Heimska. La stupidité (Métailié, 2017)

©Philippe Matsas

Traducteur, poète et romancier islandais, Eiríkur Örn Norddahl a fait une entrée remarquée en France en 2015 avec Illska. Le mal, un roman coup de point à la fois écrit politique, historique, romanesque sur le chaos européen et l’infinie solitude humaine, consacré par le Prix de littérature islandaise et le Book Merchant’s Prize lors de sa sortie en langue originale en 2012.

Eiríkur Örn Norđdahl est né à Reykjavik en 1978 et a grandi à Isafjordur où il réside encore aujourd’hui.
Il commence à écrire en 2002 et a publié depuis six recueils de poésie, 6 romans et deux collections d’essais ainsi que des chroniques. En 2004, il est l’un des membres fondateurs du collectif poétique d’avant-garde Nyhil — dissout en 2011 —, un mouvement de poésie expérimentale et performative. Il obtient d’ailleurs une mention Honorable au Zebra Poetry Film Festival de Berlin en 2010 pour son animation poétique, Höpöhöpö Böks.
Il est également traducteur de l’anglais vers l’islandais d’auteurs comme Allen Ginsberg et Jo Nesbo. En 2008 il a reçu le Prix des traducteurs islandais pour sa traduction du roman de Jonathan Lethem, Les Orphelins de Brooklyn.

En 2017, il publie Heimska. La stupidité (traduit par Éric Boury) chez Metailié, un roman plus ramassé qu’Illska mais tout aussi frappant où l’auteur décortique notre rapport à l’image dans un futur proche où le monde est constamment sous « surVeillance » et où l’intimité n’existe plus. Heimska a remporté le prix Transfuge du meilleur roman scandinave 2017.


Bibliographie

  • Heimska. La Stupidité (Métailié, 2017)
  • Illska. Le mal (Métailié, 2015)
Heimska

Heimska

Métailié - 2017

Futur proche, bienvenue dans la surVeillance : les caméras sont partout, impossible de se déconnecter. Au royaume de la transparence, tout ce qui est caché est suspect. 
Áki et Lenita viennent de se séparer et se vengent par personnes interposées en se livrant à toutes sortes d’expériences sexuelles sous l’œil attentif des webcams. Tous deux écrivains, ils achèvent chacun leur roman. Un roman unique. Qui fera date. 
À Isafjördur, le soleil de minuit commence à pâlir et les mystérieuses coupures d’électricité se multiplient, privant les habitants des joies du voyeurisme ; un groupe d’étudiants en arts squatte une ancienne usine de crevettes en cultivant des projets louches ; les autorités sévissent, pas toujours raisonnable"
Dystopie contemporaine, Heimska est une satire vibrante de notre addiction à la vie des autres, de notre obsession de la transparence, de notre vanité sans bornes.
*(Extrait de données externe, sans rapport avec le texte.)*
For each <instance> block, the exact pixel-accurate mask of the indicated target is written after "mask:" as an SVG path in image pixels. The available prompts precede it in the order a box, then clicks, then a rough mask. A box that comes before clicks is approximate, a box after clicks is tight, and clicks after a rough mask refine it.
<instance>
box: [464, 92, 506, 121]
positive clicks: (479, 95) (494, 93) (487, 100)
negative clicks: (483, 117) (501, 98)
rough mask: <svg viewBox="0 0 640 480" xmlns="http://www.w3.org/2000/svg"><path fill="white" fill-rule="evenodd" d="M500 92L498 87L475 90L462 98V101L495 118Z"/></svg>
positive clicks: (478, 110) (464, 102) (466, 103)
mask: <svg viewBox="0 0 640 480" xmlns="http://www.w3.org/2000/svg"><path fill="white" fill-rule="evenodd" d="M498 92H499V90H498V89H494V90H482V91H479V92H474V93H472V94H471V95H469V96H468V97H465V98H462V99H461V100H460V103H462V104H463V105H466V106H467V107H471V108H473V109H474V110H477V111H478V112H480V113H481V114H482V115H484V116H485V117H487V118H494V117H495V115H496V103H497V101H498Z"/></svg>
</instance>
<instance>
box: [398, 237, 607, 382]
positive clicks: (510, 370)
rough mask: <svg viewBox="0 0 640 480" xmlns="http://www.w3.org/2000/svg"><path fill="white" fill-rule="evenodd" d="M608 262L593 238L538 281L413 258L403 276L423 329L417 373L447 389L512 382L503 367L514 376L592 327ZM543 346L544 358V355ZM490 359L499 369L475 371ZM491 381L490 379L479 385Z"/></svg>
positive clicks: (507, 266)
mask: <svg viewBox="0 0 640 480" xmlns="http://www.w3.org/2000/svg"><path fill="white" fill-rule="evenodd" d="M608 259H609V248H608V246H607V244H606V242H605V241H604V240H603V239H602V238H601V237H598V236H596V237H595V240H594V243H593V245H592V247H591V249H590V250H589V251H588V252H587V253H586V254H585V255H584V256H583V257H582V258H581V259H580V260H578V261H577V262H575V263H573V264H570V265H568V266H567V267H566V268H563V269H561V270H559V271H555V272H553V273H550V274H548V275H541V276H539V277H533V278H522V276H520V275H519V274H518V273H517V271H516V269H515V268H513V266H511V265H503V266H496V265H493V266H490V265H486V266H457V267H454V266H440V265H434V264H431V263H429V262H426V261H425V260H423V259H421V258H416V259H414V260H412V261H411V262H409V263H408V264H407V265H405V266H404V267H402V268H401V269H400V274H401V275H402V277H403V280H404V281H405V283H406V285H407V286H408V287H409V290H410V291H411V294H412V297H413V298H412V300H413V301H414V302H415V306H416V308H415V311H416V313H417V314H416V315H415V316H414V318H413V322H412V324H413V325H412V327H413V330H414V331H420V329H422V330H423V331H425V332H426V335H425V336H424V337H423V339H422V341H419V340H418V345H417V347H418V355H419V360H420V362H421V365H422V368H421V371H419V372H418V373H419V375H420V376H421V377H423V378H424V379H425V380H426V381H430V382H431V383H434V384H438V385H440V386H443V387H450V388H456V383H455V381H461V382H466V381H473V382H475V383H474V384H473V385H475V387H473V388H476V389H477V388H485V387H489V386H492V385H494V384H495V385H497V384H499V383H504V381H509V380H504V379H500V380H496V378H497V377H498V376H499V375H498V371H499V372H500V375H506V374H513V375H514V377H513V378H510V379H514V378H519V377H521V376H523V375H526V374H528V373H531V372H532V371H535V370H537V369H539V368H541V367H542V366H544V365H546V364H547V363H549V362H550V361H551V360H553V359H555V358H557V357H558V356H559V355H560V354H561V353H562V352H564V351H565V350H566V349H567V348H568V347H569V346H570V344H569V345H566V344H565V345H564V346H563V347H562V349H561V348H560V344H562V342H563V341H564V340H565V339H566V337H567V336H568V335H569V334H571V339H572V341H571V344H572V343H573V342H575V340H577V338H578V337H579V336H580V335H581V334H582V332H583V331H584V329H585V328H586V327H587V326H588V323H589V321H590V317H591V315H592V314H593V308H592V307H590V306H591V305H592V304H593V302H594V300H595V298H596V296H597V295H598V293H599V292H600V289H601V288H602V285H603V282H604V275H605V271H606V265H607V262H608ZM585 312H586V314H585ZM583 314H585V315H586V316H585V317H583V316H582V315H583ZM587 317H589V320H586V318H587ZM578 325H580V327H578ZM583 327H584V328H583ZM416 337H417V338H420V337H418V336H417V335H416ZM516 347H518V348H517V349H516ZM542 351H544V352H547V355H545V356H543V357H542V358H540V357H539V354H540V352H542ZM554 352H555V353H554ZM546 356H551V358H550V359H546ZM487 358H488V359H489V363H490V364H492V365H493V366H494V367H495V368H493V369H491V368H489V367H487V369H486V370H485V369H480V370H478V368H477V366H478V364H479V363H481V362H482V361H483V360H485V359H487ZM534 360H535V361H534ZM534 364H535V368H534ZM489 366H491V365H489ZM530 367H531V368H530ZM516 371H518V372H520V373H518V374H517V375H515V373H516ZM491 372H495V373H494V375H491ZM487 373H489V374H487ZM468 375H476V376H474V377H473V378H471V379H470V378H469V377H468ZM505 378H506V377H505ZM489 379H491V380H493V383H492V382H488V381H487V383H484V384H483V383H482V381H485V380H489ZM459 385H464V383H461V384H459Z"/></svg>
Norðdahl passe le monde à la moulinette : l’art, l’amour et la politique sont autant d’illusions narcissiques qu’il convient de déboulonner avec une joie féroce.

Traduit de l’islandais par Éric Boury


Revue de presse

  • “Norddhal mène son affaire avec une cruauté triste, les accents prophétiques (et politiques) d’un romancier pur." (Livres Hebdo)
  • “Révélant, dans une économie de mots et une rythmique syntaxique implacable, la dérive des naufragés de la vie, le vide des eistences, la douleur sourde des êtres. Une façon magistrale de raconter la vie.” (Myriam Perfett, Marianne)
  • “Peu de chances de dénicher ailleurs l’alliage tragico-comique et la prestesse de narration caractérisant son style. les romans de Norddahl procurent cette forme pure de griserie, la plus proche de la lettre comme s’il s’agissait d’un mot-valise : le gris allié à la rêverie.”(Macha Séry, Le Monde des livres)
Illska

Illska

Métailié - 2015

Événement dans l’histoire mondiale : Agnes et Omar se rencontrent par un dimanche matin glacial dans la queue des taxis au centre-ville de Reykjavik. Agnes rencontre aussi Arnor, un néonazi cultivé, pour sa thèse sur l’extrême droite contemporaine. Trois ans, un enfant et une crise de jalousie plus tard, Omar brûle entièrement leur maison et quitte le pays. L’histoire commence en réalité bien avant, au cours de l’été 1941, quand les Einsatzgruppen, aidés par la population locale, massacrent tous les Juifs de la petite ville lituanienne de Jurbarkas. Deux arrière-grands-pères d’Agnes sont pris dans la tourmente – l’un d’eux tue l’autre – et, trois générations plus tard, Agnes est obsédée par le sujet. Illska parle de l’Holocauste et d’amour, d’Islande et de Lituanie, d’Agnes qui se perd en elle-même, d’Agnes qui ne sait pas qui est le père de son enfant, d’Agnes qui aime Omar qui aime Agnes qui aime Arnor. Dans un jeu vertigineux, Norđdahl interroge le fascisme et ses avatars contemporains avec une étonnante maîtrise de la narration. Illska est un livre surprenant et immense écrit par un homme jeune, mais appelé à devenir un grand, sans doute un très grand écrivain.

Traduit de l’islandais par Éric Boury


Revue de presse

  • "La qualité littéraire de cet ouvrage est indéniable – vivant, fort, intense, époustouflant, dérangeant, comme une plongée dans la complexité de l’humanité. Une mise en garde saisissante sur ces phénomènes, la rapidité de propagation à partir de l’étincelle de la peur de ce qu’on redoute, car « le monstre caché dans le placard ou sous le lit n’a nul besoin d’exister pour vous mordre »." (L’Express)
  • "Eirikur Örn Norddahl n’est pas tendre avec l’Islande, la défense de la langue, les mythes anciens qui nourrissent les idées nationalistes, la fierté d’un petit pays qui se sent coupé du monde. La complexité romanesque appréhende parfaitement une réalité qui se disloque sans jamais perdre le lecteur, captivé d’un bout à l’autre par cet objet littéraire éminemment politique et ambitieux. » (l’Humanité)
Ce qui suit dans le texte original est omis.